Morten Olsen

Personal information
- Full name: Morten Voldby Olsen
- Date of birth: 30 August 1998 (age 28)
- Place of birth: Lynge, Denmark
- Position: Forward

Team information
- Current team: Holbæk B&I

Youth career
- Allerød
- Farum
- Lyngby
- Farum

Senior career*
- Years: Team / Apps / (Gls)
- 2020–2021: Hillerød / 0 / (0)
- 2021–2022: Allerød
- 2022–2024: Hvidovre / 10 / (0)
- 2024: → HIK (loan) / 16 / (2)
- 2024–2025: HIK / 21 / (4)
- 2025–: Holbæk B&I

= Morten Voldby Olsen =

Danish footballer (born 1998)

Morten Voldby Olsen (born 30 August 1998) is a Danish footballer who plays as a forward for Danish 3rd Division side Holbæk B&I.

==Career==
Born and raised in Lynge, Olsen played for several North Zealand clubs in his youth; Allerød FK, Lyngby Boldklub and Farum BK in two rounds.

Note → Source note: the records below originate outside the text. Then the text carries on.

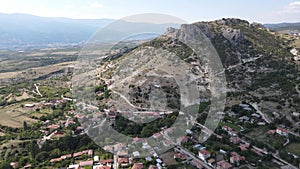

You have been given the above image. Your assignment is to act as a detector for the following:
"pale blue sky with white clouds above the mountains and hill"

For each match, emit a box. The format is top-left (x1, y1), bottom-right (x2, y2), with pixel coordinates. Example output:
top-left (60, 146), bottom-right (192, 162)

top-left (0, 0), bottom-right (300, 23)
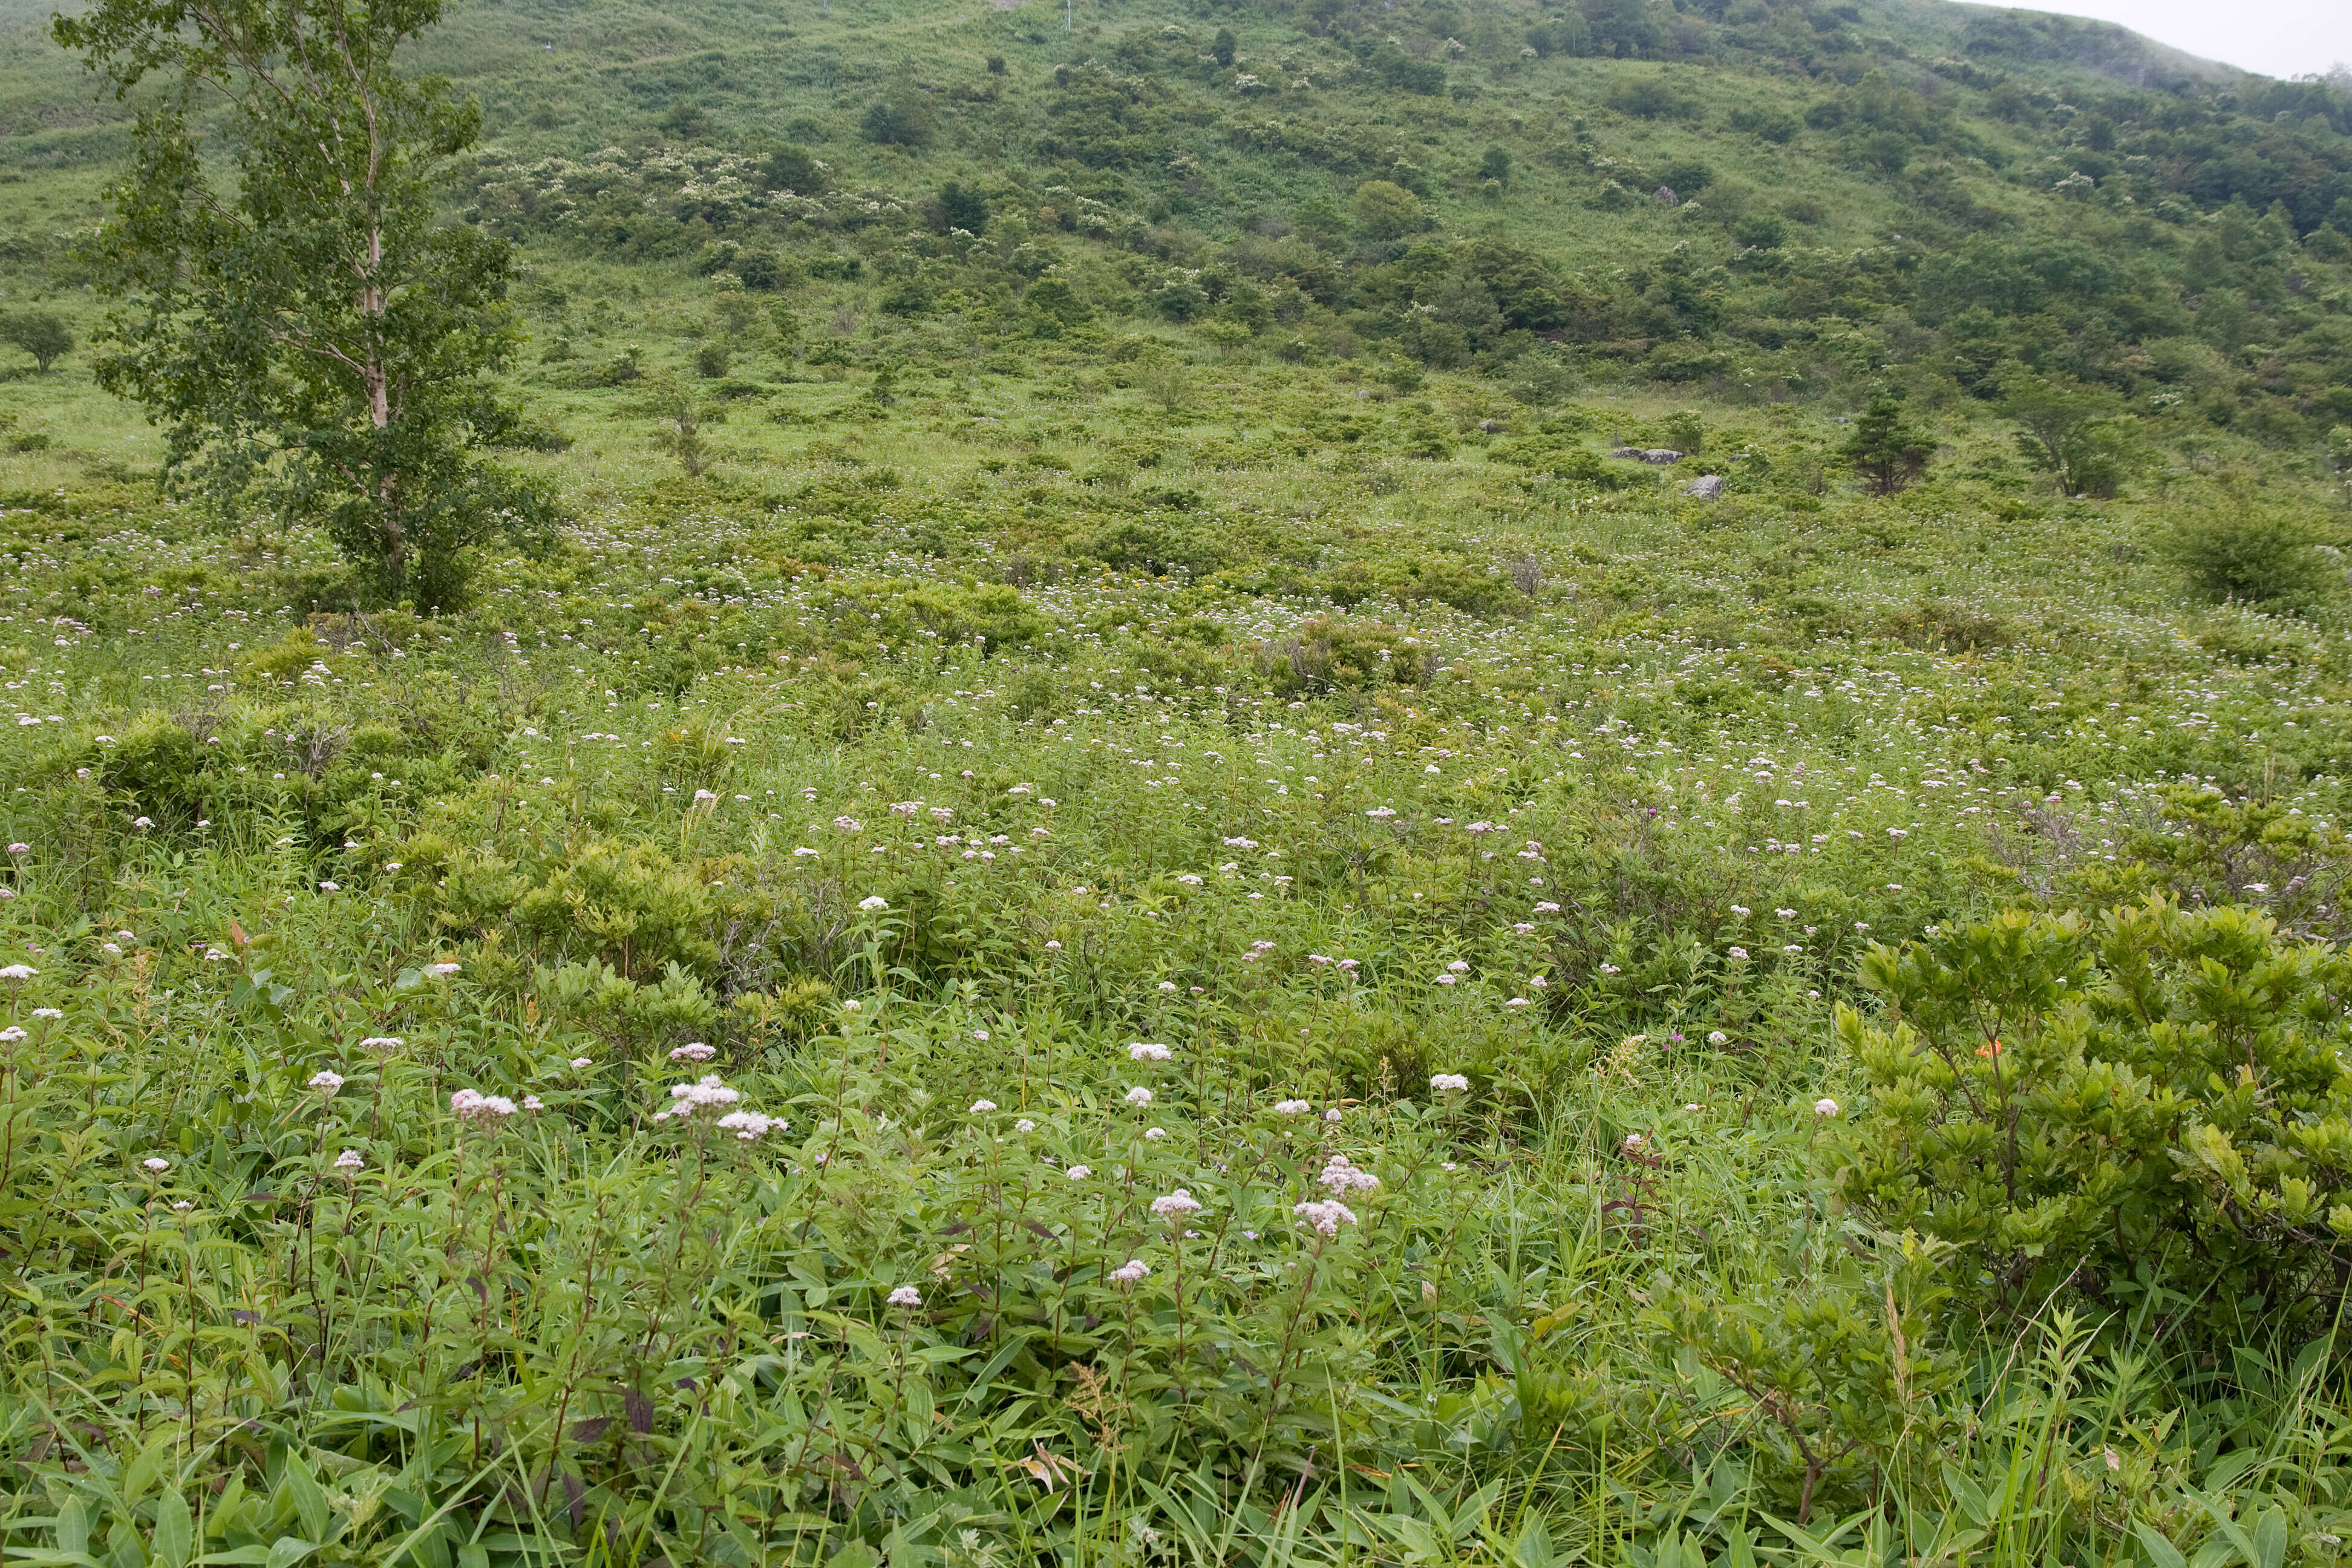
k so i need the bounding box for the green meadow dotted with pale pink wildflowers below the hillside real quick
[0,430,2352,1563]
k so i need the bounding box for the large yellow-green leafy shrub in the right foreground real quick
[1837,900,2352,1333]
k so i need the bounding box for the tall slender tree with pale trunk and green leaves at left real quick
[54,0,538,607]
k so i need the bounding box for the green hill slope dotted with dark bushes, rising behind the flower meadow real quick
[0,0,2352,479]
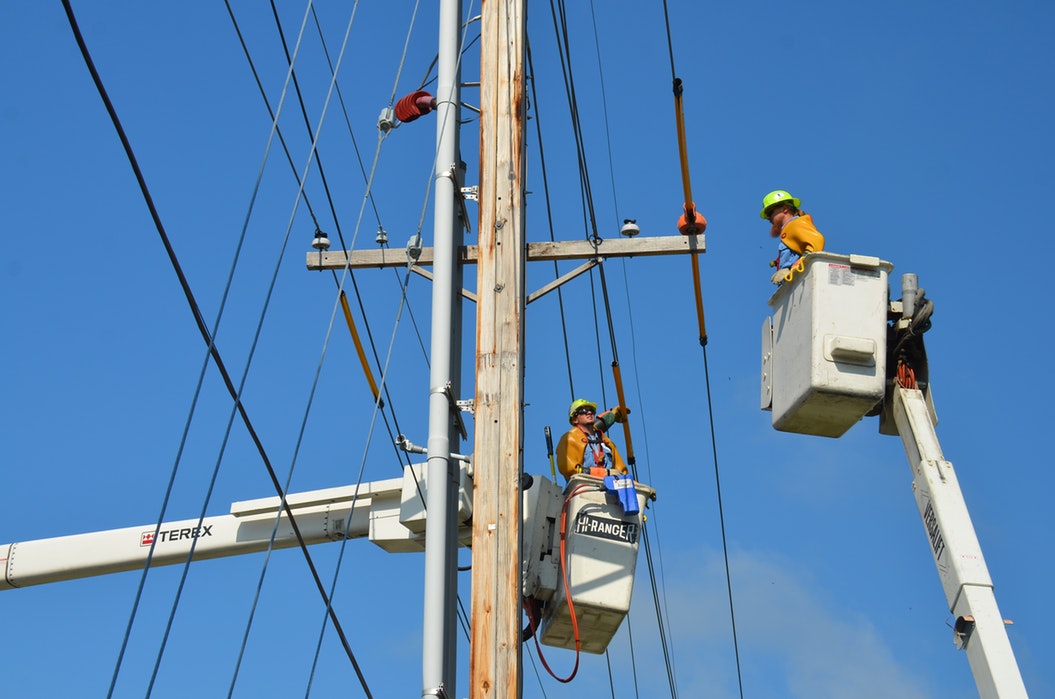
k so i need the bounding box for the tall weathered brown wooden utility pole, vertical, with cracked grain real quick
[469,0,526,699]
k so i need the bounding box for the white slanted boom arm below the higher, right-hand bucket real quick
[894,386,1028,699]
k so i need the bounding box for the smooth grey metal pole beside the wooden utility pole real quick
[421,0,461,697]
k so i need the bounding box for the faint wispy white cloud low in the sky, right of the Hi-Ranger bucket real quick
[620,550,932,699]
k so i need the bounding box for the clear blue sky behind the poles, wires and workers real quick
[0,0,1055,698]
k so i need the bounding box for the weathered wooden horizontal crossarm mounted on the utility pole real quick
[306,235,706,271]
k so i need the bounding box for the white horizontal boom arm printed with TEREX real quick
[0,463,472,590]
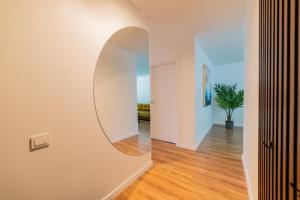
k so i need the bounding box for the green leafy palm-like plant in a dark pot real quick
[214,84,244,129]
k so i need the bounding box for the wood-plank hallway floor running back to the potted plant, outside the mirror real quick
[115,126,248,200]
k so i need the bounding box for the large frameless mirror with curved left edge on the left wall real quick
[94,27,151,156]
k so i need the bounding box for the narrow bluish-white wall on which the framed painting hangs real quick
[194,38,216,146]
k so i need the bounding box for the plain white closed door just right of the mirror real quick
[151,64,177,143]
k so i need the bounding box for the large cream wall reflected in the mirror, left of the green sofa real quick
[94,44,138,142]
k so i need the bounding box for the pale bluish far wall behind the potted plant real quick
[213,63,245,126]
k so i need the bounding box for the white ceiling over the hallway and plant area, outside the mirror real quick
[129,0,246,65]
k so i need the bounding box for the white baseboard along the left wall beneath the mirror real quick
[102,160,153,200]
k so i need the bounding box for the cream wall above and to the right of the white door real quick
[150,35,196,149]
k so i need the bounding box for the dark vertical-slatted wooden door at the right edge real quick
[259,0,300,200]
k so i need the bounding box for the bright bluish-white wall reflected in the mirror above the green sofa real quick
[136,75,151,103]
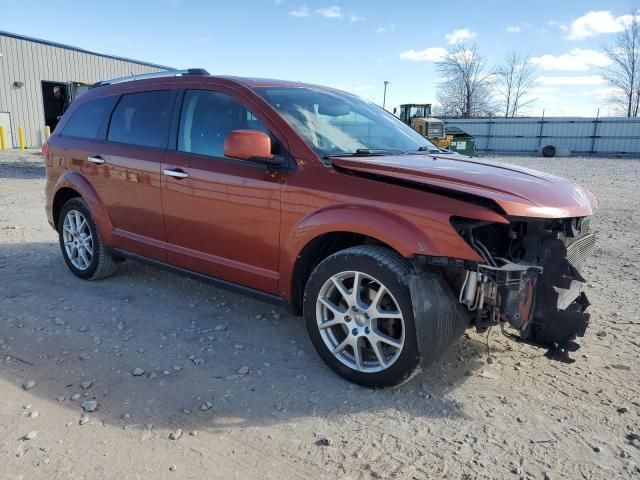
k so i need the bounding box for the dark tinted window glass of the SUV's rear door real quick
[107,90,173,148]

After playing a bit for Farum BK, FC Nordsjælland's reserve team, Olsen moved ahead of the 2020–21 season to Hillerød Fodbold, who played in the Danish 2nd Division. Here he never made the breakthrough to divisional football, but managed to make his official debut for the club in a cup match against Vanløse IF in September 2020, where Olsen also got on the scoreboard. Olsen spent the rest of his time at the club on Hillerød's reserve team.

Prior to the 2021–22 season, Olsen switched back to his childhood club, Allerød FK, who played in the Denmark Series Pool 1.

Ahead of the 2022–23 season, Olsen was acquired by Danish 1st Division side Hvidovre IF, where he signed a 2-year deal. In the 2022–23 season, Olsen played 197 minutes over 9 games, contributing to Hvidovre's promotion to the 2023-24 Danish Superliga. On 18 August 2023, Olsen made his debut in the top Danish league in a match against F.C. Copenhagen. This was his only appearance for Hvidovre in the first half of the season.

In pursuit of more playing time, on 16 January 2024, Olsen was loaned out to Danish 2nd Division side HIK until the end of the season. At the end of May 2024, Hvidovre confirmed that Olsen's contract with the club, which was due to expire on 30 June 2024, wouldn't be extended. Ahead of the 2024–25 season, Olsen moved to HIK permanently.

In July 2025, Olsen moved to Danish 3rd Division club Holbæk B&I.